Be good with me, I speak Spanish so sure I made many mistakes, I'm sorry… I'M TRYING! … oh, and I own nothing, just the idea… cries
This is a one shot so please don't ask me for more 'cause I'm not sure I can handle a long story right now… and with college and all that stuff is hard for me keep a long story.
This is post Deathly Hallows (actually I didn't liked that last book, that's why I'm doing this)… it's kind of OOC and AU… hope you like it. Please review!
Ginny's P.O.V
Have you ever had that feeling? ...you're on a crowded place screaming at the top of your lungs and still no one hear you… that's what I felt every day of my life, I felt that I was nothing for the rest of the people which I used to live…
Mi mother were always complaining for the lack of good behavior of Fred and George… always preoccupied for the-boy-who-lived and my stupid brother Ron… always sad for Percy's behavior… always giving compliments to that stupid knows-it-all, the one who were always complaining for everything that is not under some rule... and on top of that the wedding of Charlie was keeping everyone time.
That summer Harry broke up with me… he told me it was safer that way… and then I understand he was hoping that I would wait for him until he decides that he was ready; well, sorry, I'm not that kind of girl.
My brother, my ex-boyfriend and that stupid knows-it-all leave without saying anything… mi mother was broken, everyone was preoccupied, mi birthday passes away forgotten… thanks to them… later I learned for and old diary of Hermione that was her idea that Harry decided broke with me… that little selfish bitch.
That was the darkest moment of my life, I needed them and they didn't care… I wanted to die…
I go back to Hogwarts and I learned a lot of thing from the most unexpected person… Draco Malfoy…
I learned to focus my power without wand, I learned that he was spy for the Order, and Snape was too, I learned some dark arts, I learned that Snape was actually very fun… and most important I learned to love that dragon… they were there when everybody else had leave me alone... they become my family on that dark moments. They were always there for me helping me to get up from my self pity.
We fight the war on the good side, even Lucius help us, he is a good person, you know, and he loves his son very much to let him die or get harmed… he made too many mistakes along his life, but he was sorry.
When the war was over Draco and I were broken for the lost of a very brave man, our truly mentor and friend, a month after that night, when Harry wins over Voldemort, I leave my family and started to live with Draco, I was legal now… Harry was angry, Ron was angry, my mom was furious, my dad was (like always) feeling the same that my mom (because he always do what she says), Charlie and Bill didn't care, just George was there for me, very accepting of my decision, supporting it without questions… and that stupid knows-it-all called me a whore… she became George's guinea pig for years…

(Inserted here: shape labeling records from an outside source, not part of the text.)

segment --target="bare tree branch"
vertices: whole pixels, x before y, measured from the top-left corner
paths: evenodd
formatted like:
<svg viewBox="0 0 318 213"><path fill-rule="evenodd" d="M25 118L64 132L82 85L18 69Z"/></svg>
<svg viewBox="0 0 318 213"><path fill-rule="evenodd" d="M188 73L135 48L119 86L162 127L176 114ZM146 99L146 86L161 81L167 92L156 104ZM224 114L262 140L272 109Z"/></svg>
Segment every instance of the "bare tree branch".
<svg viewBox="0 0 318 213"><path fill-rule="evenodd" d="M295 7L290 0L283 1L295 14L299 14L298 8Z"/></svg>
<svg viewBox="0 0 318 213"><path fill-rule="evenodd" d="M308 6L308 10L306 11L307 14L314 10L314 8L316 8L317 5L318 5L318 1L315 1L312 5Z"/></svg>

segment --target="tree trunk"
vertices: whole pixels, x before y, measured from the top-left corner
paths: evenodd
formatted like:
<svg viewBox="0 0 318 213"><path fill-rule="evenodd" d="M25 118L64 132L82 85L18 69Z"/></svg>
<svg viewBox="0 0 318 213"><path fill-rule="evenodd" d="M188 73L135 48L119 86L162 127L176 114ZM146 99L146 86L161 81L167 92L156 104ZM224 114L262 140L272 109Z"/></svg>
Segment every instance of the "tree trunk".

The most of my family hate me now and I don't care because when I needed them the most they leave me, they didn't care what I wanted or what I felt… I don't regret anything; my life is beautiful now…
My dad is still my mother's servant and Ron is becoming Hermione's servant just like my father, Charlie and Bill are happy with their own families and they almost love me again and felt sorry when I told them my part of the story, Harry still hates me and my husband, he even hates mine and Draco's daughter… George is married with Angelina, she's pregnant and tonight she's gonna break the news, it's a boy…
2 years have passed since I left my family, but I won a new loving family… my in laws are great; Narcissa is very kind and even Lucius is not that bad, he's kind of funny! (in a very sarcastic way)… I have a beautiful 8 months old baby girl named Isabella, she is the sun of my life… and I have the most loving husband of the world, Draco is just awesome.
A moth ago while we were on a family trip on Hogsmeade we meet with my parents, Ron, Harry and Hermione… she is expecting a baby… they were surprised to see me so happy with my in laws, and when Draco turn the corner with baby Bella on his arms they were speechless, angry and kind of sad.
We were there face to face in silence... I didn't need that so I started walking far away with my beautiful family… the Weasleys and Potter were still there when we turn the corner, on the same position, still speechless.
I don't care anymore, my life is beautiful now.